They're great. Strong, easy to cut into thin strips (they're cloth-like), and of course disposable. They do soak up quite a bit though, so a bit of finish is "wasted". Obviously, using the same cloths will reduce waste, but I like using fresh ones per pen/coat.
I don't use CA so the little bit of waste is not a big cost problem for me. I believe the shop towels do _not_ act as a CA accelerant as regular paper towels do (a benefit IMO), but again I don't do CA finishes.

I also use my fingers quite a bit :biggrin: I don't think I'm in any chemical danger with my finishes, and a little sense goes a long way with physical safety.

-Nic


----------



## Hexhead (Jan 4, 2013)

Lenny, if you've got more than just a band the underwear is not worn out! 
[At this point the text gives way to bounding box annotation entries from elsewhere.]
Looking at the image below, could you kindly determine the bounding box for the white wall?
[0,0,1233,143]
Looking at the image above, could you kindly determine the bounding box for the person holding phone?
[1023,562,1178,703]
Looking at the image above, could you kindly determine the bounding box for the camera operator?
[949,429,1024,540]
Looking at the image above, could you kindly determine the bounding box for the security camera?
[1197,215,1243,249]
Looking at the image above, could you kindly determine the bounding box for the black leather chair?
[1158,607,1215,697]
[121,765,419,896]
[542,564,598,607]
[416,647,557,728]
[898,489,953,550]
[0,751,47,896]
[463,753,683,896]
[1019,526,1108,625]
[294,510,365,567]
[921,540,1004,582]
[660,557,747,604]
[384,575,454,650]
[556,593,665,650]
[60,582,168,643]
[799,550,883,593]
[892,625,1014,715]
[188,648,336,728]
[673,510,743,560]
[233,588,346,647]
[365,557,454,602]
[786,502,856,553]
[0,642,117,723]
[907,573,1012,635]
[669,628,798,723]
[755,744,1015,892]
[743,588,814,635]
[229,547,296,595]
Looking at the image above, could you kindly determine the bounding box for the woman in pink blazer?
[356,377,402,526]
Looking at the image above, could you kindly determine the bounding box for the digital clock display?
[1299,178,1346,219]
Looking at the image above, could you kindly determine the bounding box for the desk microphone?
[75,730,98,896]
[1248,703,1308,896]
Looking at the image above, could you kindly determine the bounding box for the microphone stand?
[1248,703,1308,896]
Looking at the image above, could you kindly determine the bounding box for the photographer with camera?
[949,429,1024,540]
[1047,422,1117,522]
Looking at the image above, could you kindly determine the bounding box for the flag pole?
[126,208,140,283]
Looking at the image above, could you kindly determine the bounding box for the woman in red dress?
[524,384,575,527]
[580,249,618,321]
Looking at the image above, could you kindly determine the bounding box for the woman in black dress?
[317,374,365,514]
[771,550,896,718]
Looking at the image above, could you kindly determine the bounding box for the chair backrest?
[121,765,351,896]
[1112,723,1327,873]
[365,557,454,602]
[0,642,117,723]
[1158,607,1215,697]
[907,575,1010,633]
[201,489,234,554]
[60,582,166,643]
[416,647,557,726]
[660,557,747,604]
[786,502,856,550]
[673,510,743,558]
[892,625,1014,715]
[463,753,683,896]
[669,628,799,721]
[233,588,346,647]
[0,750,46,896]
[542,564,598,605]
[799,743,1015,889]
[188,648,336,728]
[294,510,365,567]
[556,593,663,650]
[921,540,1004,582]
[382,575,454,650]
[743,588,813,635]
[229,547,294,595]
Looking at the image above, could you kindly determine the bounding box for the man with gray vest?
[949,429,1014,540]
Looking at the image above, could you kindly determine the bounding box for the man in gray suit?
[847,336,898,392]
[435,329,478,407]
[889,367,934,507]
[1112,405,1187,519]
I use whatever's close, paper towels, socks, paper bag, the shirt I'm wearing.


----------



## Youngturner101 (Jan 6, 2013)

I use a piece of one of the towels or rags my mom saves for dirty jobs around the house. I have been using the same cloth for close to 50 pens now and haven't had any issues with finishes. I put the friction polish I use in the same spot on the rag to apply to the pen each time so there is like a hard wax platform so the rag doesn't absorb most of the finish. Then I use other parts of the rag to get the rest off from the pen. Hope this helps.


----------